Le contexte est particulièrement lourd, marqué par une intensification des frictions impliquant les États-Unis, Israël et l’Iran, sur fond de contestations internes à Téhéran. C’est dans ce climat d’incertitude que Anouar El Anouni, porte-parole de la Commission européenne, a pris la parole lors d’un point presse pour définir la ligne de conduite attendue par l’Europe.
Selon nos informations, reprises de l’agence Anadolu, l’Union européenne refuse de commenter des scénarios hypothétiques mais pose un diagnostic sans appel : toute escalade militaire aurait des conséquences désastreuses pour la stabilité de toute la région. Face à ce risque, Bruxelles appelle formellement « tous les acteurs étatiques et non étatiques » à faire preuve de retenue immédiate.
L’exigence formulée est précise : le respect strict du droit international.
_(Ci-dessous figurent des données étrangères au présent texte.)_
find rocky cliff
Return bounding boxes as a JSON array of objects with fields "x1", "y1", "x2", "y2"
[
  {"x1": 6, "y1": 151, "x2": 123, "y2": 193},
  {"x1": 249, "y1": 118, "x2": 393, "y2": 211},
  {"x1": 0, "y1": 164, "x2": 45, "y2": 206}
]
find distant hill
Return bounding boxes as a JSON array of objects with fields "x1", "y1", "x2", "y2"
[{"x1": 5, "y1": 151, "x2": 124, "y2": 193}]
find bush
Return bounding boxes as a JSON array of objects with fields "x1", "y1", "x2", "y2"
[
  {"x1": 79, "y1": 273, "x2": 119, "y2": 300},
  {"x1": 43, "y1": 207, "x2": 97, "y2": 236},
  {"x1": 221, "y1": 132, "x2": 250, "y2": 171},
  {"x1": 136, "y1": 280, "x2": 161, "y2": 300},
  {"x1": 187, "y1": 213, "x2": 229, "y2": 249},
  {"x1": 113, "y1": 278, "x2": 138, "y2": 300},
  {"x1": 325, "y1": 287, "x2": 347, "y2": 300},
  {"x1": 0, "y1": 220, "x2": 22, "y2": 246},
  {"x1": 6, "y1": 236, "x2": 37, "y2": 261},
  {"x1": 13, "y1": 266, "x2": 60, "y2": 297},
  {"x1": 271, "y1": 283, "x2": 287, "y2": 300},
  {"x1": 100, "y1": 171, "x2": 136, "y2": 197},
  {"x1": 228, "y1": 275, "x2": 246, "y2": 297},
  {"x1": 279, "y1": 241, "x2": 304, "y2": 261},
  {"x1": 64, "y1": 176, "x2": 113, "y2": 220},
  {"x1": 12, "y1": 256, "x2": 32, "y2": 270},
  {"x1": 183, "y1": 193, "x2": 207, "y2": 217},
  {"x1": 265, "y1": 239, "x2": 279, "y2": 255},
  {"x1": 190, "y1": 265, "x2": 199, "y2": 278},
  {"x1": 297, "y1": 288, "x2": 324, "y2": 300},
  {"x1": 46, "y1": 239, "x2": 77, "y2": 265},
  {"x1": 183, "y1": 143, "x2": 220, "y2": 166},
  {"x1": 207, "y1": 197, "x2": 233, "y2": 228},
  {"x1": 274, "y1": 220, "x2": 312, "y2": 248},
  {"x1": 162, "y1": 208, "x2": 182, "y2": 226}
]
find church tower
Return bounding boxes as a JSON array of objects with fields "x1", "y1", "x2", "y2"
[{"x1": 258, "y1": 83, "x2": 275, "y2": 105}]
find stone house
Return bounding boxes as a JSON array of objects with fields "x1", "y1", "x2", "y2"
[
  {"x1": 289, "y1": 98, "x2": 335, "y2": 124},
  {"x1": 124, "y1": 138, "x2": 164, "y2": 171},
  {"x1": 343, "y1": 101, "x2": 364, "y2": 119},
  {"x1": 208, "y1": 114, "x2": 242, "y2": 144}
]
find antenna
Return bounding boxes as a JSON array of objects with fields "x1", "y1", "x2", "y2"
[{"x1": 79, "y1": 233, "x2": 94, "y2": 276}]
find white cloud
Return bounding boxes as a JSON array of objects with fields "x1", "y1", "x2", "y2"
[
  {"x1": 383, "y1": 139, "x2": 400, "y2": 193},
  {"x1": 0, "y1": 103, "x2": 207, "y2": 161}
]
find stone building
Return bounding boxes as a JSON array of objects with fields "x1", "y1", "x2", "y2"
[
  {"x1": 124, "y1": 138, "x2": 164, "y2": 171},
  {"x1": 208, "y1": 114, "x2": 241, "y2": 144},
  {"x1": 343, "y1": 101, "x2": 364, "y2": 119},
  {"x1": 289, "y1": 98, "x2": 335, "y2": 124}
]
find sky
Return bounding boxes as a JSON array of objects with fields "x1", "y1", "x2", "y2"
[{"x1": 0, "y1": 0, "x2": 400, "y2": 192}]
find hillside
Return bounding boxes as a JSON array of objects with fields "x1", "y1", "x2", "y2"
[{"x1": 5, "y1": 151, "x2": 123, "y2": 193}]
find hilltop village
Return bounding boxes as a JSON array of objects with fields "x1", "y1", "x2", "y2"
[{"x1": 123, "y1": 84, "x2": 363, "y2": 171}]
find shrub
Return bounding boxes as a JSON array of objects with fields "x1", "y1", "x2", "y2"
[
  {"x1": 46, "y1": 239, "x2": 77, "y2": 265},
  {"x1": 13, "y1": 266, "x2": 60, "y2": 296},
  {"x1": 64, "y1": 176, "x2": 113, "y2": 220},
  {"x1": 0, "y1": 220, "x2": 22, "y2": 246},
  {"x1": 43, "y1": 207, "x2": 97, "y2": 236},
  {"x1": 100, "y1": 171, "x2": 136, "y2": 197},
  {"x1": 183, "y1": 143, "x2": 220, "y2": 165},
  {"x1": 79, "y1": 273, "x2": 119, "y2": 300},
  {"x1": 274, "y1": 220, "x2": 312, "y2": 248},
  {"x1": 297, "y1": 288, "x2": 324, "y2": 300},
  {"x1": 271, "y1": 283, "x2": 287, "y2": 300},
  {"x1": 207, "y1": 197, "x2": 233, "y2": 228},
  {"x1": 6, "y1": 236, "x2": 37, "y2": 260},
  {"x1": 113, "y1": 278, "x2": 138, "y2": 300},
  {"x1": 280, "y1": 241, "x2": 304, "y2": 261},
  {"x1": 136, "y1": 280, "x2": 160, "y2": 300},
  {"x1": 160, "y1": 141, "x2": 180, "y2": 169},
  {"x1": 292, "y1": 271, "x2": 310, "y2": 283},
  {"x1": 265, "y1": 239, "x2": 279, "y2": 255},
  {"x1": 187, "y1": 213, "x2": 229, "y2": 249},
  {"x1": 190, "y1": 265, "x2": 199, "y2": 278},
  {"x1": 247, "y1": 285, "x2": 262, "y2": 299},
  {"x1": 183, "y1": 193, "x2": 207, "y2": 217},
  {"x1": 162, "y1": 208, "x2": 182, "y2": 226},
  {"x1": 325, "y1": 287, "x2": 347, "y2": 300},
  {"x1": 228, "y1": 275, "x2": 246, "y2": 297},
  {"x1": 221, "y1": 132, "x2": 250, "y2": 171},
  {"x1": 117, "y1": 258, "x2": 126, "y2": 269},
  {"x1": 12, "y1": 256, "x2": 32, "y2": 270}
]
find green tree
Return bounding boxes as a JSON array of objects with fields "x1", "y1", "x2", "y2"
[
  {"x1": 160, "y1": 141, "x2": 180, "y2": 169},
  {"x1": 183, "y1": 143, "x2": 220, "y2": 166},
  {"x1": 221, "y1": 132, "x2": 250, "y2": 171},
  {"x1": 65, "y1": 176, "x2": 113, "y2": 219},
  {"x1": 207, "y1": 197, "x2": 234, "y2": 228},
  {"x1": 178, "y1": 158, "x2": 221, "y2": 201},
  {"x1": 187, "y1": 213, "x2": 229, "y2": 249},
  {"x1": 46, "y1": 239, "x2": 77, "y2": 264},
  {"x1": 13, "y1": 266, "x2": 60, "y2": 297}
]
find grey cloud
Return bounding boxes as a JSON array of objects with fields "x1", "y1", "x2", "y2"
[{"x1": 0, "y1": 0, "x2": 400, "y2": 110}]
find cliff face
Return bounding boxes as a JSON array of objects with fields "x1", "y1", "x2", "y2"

L’UE exhorte les protagonistes à s’abstenir de toute action susceptible d’aggraver les tensions actuelles. Anouar El Anouni a insisté sur le fait que les principes de souveraineté et la Charte des Nations unies doivent primer en toutes circonstances, réaffirmant l’engagement du bloc européen à privilégier la voie diplomatique pour garantir la sécurité au Moyen-Orient.